Also seit ungefähr 2 – 3 Jahren wohnt im Zimmer meiner Tochter auch so ein PM (= Pubertätsmonster!). Wobei das jetzt ein bisschen unfair von mir ist (aber ich bin ja angeblich als Eltern auch gerade schwierig!?), denn das „-Monster“ ist meist nur noch eine Wildkatze, bei der phasenweise auch schon die junge Frau zu erkennen ist, die es mal werden wird.

Pubertät ist immer schwierig – mit und ohne Diabetes. Aber Typ-1-PM neigen mitunter dazu, den Diabetes als Hauptkriegsschauplatz zu verwenden, weil sie sehr gut wissen, dass Eltern hier sofort reagieren und in zwei Sekunden da hinzubekommen sind, wo man sie haben will: Nämlich mit dem Hintern an die Decke! Auch wir hatten eine schwierige Phase. Leslie hat ihren Diabetes von Anfang an komplett angenommen. Sie fühlt sich allerdings auch kein bisschen krank und legt sehr, sehr großen Wert darauf, in keinster Weise anders zu sein oder anders behandelt zu werden als ihre Mitschüler.

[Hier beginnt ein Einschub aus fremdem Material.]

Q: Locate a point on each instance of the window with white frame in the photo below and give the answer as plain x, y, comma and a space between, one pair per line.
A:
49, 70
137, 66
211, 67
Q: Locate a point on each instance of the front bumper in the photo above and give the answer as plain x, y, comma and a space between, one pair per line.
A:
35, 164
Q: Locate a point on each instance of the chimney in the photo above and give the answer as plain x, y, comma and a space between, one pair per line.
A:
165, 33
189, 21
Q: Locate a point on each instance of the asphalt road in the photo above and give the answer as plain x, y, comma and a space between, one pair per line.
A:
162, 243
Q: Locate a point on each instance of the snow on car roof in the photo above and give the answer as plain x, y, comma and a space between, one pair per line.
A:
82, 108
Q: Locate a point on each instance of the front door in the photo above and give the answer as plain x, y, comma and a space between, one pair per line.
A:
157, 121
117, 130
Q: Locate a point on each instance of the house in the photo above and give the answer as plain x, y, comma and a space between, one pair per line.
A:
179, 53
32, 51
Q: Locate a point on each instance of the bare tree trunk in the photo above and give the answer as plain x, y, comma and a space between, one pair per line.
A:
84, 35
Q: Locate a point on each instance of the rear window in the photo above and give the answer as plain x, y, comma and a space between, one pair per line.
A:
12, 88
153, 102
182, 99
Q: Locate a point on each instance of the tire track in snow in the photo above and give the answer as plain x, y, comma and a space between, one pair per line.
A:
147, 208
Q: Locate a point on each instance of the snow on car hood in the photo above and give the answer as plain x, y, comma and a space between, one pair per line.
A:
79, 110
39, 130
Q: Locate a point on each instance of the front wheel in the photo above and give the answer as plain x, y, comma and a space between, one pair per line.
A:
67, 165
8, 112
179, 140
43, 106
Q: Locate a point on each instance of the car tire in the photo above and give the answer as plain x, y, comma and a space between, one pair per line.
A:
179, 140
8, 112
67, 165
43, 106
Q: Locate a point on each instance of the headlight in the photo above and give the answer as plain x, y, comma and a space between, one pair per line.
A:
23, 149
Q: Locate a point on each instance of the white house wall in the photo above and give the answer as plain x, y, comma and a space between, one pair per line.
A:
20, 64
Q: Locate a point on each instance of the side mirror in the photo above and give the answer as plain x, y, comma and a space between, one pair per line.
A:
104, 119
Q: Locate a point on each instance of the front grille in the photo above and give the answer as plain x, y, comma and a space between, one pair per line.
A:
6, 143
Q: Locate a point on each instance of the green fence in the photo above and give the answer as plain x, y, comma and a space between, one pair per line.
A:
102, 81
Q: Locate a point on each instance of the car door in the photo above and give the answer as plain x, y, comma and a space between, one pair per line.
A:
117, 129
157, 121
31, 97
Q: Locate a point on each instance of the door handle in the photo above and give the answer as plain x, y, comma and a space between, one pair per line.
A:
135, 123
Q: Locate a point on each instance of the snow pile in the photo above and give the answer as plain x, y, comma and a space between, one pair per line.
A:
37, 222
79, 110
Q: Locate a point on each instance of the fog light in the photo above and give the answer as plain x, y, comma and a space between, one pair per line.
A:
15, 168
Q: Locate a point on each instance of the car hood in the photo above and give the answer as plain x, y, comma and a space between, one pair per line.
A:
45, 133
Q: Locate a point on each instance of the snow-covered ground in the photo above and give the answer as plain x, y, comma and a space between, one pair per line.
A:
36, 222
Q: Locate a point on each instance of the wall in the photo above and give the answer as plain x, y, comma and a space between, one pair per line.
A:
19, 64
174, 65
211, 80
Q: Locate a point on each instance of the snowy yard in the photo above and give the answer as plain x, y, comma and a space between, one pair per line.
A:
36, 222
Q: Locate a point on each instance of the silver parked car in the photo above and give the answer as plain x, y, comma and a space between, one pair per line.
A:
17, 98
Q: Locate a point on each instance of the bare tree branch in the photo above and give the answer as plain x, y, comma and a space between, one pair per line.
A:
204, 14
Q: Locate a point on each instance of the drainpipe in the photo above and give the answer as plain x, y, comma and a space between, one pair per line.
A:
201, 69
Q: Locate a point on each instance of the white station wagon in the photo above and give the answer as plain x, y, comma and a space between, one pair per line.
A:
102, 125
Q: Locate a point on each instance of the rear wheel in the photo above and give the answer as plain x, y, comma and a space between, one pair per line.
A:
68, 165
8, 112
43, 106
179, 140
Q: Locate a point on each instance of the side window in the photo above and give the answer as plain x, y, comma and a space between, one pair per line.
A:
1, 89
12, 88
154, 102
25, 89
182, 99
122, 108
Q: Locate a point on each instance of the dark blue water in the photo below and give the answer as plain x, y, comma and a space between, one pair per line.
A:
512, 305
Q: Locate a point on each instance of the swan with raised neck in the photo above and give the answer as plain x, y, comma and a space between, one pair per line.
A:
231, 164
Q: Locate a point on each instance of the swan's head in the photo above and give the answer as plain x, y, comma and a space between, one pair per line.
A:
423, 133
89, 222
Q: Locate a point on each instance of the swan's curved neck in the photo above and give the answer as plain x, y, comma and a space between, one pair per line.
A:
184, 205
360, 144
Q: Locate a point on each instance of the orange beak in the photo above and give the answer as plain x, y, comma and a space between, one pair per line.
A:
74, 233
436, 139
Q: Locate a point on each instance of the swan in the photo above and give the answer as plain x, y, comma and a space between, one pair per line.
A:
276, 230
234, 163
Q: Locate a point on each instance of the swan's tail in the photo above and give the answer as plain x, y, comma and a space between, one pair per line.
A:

Als sie 14 Jahre alt war, waren ihre Werte total durcheinander. Ich fand keinerlei Schema, wo ich hätte anpassen können. Auch unser Diabetologe war da ein wenig ratlos und schlug vor, einen Sensor für eine CGM bei unserer Krankenkasse zu beantragen. Vor unseren Ambulanzterminen lese ich dann immer auch aktuell die Pumpe aus und da fielen mir dann ganz merkwürdige Dinge auf … hmmm … 9.40 Uhr (große Pause) gemessen, 10.45 Uhr Bolus abgegeben. Ein Tag hatte plötzlich nur 3 Messungen, aber jede Menge Bolusabgaben …! Oh-oh … doch nicht meine Tochter? Das würde sie doch nicht tun? Nicht bolen? Frei Schnauze bolen? Den Diabetes gar verdrängen? Mich beschummeln? Und viel schlimmer: Sich beschummeln?

Also habe ich sie abends darauf angesprochen. Ich musste gar nicht viel sagen, denn sie war sofort sehr kleinlaut und voll des schlechten Gewissens. Bingo! Voll getroffen … und auch ich war wie vom Blitz getroffen. „Mama, du verstehst das nicht! Ich hatte halt einfach keinen Bock … DU weiß nicht wie das ist!“ Nein, ich verstand das nicht – und bin auch ziemlich ausgeflippt. Ich gebe mir so viel Mühe mit dieser doofen Basalrate, die immerzu geändert werden möchte! Ich schlage mir Nächte um die Ohren, wenn die Werte nicht stimmen und bin dann tagsüber müde! Ich suche nach Mustern in diesen dämlichen Werten, um diese irgendwie erklärbar zu machen. Und wozu? … damit das Fräulein Tochter dann mal eben „keinen Bock“ hat und macht wie und wann sie gerade lustig ist! Na bitte! Gerne,  dann aber künftig ohne mich!

Ich bin dann erst mal um den Block … abends … im Dunkeln, um mich abzureagieren. Als ich nach Hause kam, kam das Monster ganz kleinlaut und mit Tränen in den Augen die Treppe runter und entschuldigte sich. Wir haben lange drüber geredet, aber die Standpauke ihres Dia-Docs, die stand nun an. Da muss sie aber jetzt halt durch … dachte ich! Leider habe ich da die Rechnung ohne den Doc gemacht. Der kommentierte das recht kurz mit einem „Hattest´e keinen Bock mehr? Okay! Läuft´s jetzt wieder?“ und nach eifrigem Kopfnicken des Töchterleins war das Thema dann schon durch (Verräter!).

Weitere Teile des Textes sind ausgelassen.